También se puede pensar que, a la postre, lo que debe ocupar a un galeno en sus exploraciones del cuerpo de los otros es la anomalía y no aquello en lo que somos (a pesar de afeites, reajustes y pócimas) iguales.
Pero resulta que el principio de no mirar a los ojos del impaciente es de aplicación general. Incluso (o en especial) rige para los siquiatras, que no pueden correr el riesgo de involucrarse en las intimidades de sus clientes, por ser si, a fuerza de querer colocarse en su postura, acaben atrapados en aquellas.
El médico debe mantener una distancia salutífera con su paciente, precisamente para poder actuar con objetividad y neutralidad, empleando toda su ciencia en solucionar el problema. Yendo al grano, al complejo, a la disfunción, a lo patológico.
Sospechamos que esa aseveración, de no tratarse de una leyenda urbana más, pondrá los pelos como escarpias a los sicólogos, de los que hemos oído repetidas veces que cada paciente es diferente y que hay que acomodar el tratamiento a los destilados especiales del que se ha echado en el sillón de la consulta.
Si no fuera así, pedimos perdón al colectivo que pueda sentirse agraviado. Que se vea este comentario como una simplificación irónica de cómo van las cosas.
El fondo de la cuestión es, con todo, muy real. Vamos camino -o hemos llegado ya, seguramente- de una medicina impersonal, colectiva, desanimada. El resultado es el producto combinado del crecimiento de la población humana, del trauma vocacional provocado por la proliferación de grandes hospitales, con muy buenas dotaciones materiales, pero en los que el médico es un número.
No es nada salutífero -valga la palabra- advertir la colmatación de las salas de espera de los ambulatorios como de los servicios de urgencia, con gentes que tienen desde un catarro hasta la pierna sesgada por el tractor, sin contar con el efecto llamada que hemos lanzado, desde la hipotética opulencia, a los inmigrantes de los países más pobres que nos traen a sus enfermos para obtener su tajadita de nuestro estado social. Tampoco suena bien el resquebrajamiento de la ética, incluída la parte que correspondía a Hipócrates, que ha implantado el sálvese quien pueda como medida generalizada del valor.

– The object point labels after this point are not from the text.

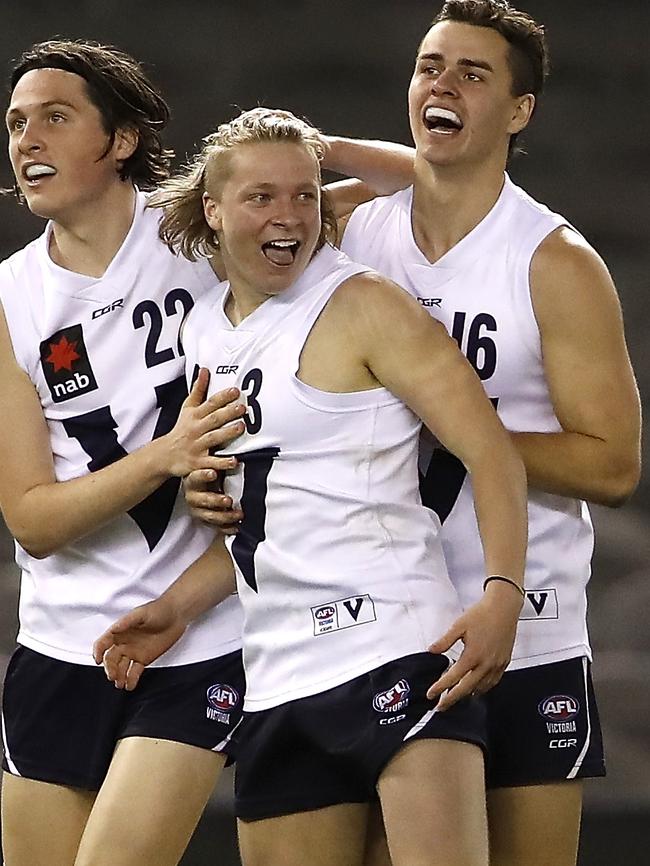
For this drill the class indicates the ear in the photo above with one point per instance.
(126, 142)
(522, 113)
(212, 212)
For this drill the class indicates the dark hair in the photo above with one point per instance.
(119, 88)
(528, 51)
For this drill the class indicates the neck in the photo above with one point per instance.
(450, 201)
(87, 241)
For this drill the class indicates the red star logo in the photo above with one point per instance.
(63, 354)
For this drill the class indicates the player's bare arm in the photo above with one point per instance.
(145, 633)
(43, 514)
(402, 348)
(375, 168)
(596, 456)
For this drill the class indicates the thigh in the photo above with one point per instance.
(59, 720)
(543, 726)
(535, 825)
(432, 796)
(42, 822)
(376, 853)
(150, 803)
(198, 704)
(331, 836)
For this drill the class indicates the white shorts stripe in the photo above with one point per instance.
(222, 745)
(10, 763)
(574, 770)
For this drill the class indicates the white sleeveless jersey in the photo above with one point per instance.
(105, 359)
(339, 567)
(480, 291)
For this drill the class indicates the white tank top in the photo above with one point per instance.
(105, 359)
(480, 291)
(339, 566)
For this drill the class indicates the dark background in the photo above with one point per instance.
(346, 66)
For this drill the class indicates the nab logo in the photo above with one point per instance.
(109, 309)
(66, 365)
(559, 708)
(222, 697)
(393, 699)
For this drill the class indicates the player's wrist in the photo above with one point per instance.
(502, 584)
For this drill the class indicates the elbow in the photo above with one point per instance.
(620, 485)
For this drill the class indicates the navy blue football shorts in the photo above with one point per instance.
(62, 721)
(332, 747)
(543, 726)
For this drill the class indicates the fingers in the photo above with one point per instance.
(200, 479)
(101, 646)
(133, 674)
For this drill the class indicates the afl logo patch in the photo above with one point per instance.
(222, 697)
(393, 699)
(66, 365)
(559, 708)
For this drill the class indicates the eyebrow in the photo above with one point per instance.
(12, 111)
(463, 61)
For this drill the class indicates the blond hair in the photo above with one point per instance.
(183, 226)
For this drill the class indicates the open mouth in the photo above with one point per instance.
(442, 121)
(282, 251)
(37, 171)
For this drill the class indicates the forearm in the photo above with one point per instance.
(500, 500)
(54, 514)
(208, 581)
(386, 167)
(579, 466)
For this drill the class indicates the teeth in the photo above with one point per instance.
(39, 170)
(283, 244)
(433, 113)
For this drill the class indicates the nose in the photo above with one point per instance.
(28, 140)
(445, 84)
(285, 214)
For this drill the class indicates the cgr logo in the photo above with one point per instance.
(559, 708)
(393, 699)
(65, 364)
(109, 309)
(563, 744)
(222, 697)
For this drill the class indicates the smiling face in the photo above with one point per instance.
(266, 216)
(461, 105)
(56, 144)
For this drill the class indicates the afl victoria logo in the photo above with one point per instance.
(393, 699)
(559, 708)
(222, 697)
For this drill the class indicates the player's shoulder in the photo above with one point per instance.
(380, 209)
(16, 269)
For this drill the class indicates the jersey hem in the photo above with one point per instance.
(577, 651)
(78, 658)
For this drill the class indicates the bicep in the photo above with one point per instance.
(412, 355)
(585, 357)
(25, 451)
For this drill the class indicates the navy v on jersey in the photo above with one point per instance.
(105, 358)
(480, 291)
(339, 567)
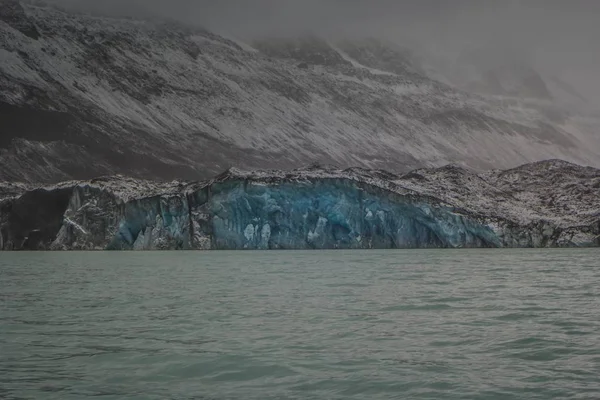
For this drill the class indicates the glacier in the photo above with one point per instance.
(316, 208)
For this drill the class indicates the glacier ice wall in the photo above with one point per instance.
(269, 212)
(322, 214)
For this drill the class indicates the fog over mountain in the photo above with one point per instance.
(559, 37)
(188, 89)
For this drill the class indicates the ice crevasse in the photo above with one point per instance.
(327, 214)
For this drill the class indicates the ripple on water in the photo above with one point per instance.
(470, 324)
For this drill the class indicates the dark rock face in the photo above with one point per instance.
(13, 14)
(32, 221)
(313, 208)
(154, 100)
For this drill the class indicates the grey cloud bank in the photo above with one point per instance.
(559, 36)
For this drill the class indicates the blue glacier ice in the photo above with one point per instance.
(316, 214)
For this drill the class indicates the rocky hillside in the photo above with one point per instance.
(546, 204)
(82, 96)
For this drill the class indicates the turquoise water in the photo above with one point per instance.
(435, 324)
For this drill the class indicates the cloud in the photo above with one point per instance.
(560, 35)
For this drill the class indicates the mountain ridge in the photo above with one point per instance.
(150, 99)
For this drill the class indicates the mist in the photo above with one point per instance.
(558, 37)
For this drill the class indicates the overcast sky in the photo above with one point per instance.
(562, 36)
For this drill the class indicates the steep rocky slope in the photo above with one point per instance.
(546, 204)
(82, 96)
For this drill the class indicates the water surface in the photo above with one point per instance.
(440, 324)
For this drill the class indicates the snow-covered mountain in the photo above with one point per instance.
(83, 95)
(545, 204)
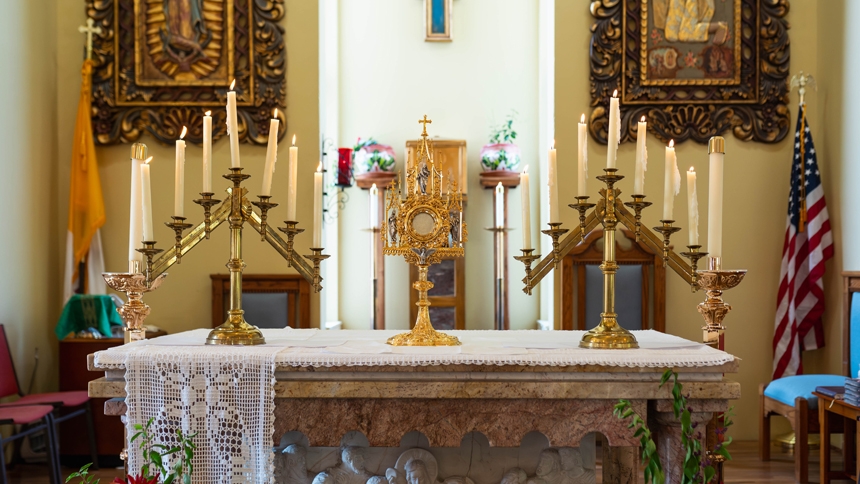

Lo más seguro para que un médico que ha superado una dura carrera, unas complejas prácticas clínicas, oposiciones, pruebas, privaciones, para acabar encajado en un complejo en donde se mide su efectividad con cuatro números, es no meterse en problemas, y ello supone admitir que no quiera involucrarse pensando que enfrente tiene un ser humano desnudo, sino un objeto de trabajo.
Del alma, si existe, ya se ocuparán otros.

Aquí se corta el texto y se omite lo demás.